It doesn’t have to be like this. David Hood says there is nothing natural or given about ways schools are organized. Schools are historical products of earlier times, designed for a world that no longer exists. Even with new assessment systems in place it is still essentially about sorting people into ‘winner and losers’ and today we still fail about 30% of all students.

Ironically we now know enough about how people learn that no one need fail, but only if we changed our minds first. The trouble is schools are bound by tradition and a conservative parent body that are apprehensive about any changes. Politicians, being essentially pragmatic and poll driven, are in no position to make real changes and prefer to tinker around the edges leaving basic old fashioned structures in place. All the current reform efforts have ignored the real issues, up until the last year or two, of how students learn and how teachers teach.

As a result the old fashioned schools are increasingly dysfunctional.

What we need is a courageous government to develop a national ‘conversation’ about the shape and form of education for a knowledge era. Courageous because it would mean really questioning current educational provision but little will change until the public appreciate the real urgency of the challenge.

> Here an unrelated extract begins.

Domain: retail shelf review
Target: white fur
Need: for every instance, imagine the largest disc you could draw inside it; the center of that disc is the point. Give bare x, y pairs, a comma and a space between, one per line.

There are no shortage of innovative idea and creative teachers to call upon if politicians took the lead.

It still seems like a hopeless cause to me but, as Fullan said, there is nothing as powerful as a hopeless cause. David Hood’s book was largely ignored but the time will come.

1 comment:

Anonymous said...

It is great that David Hood has the energy and self belief to continue in the quest to develop a better eduction for all students.

I bet few secondary teachers have read his book!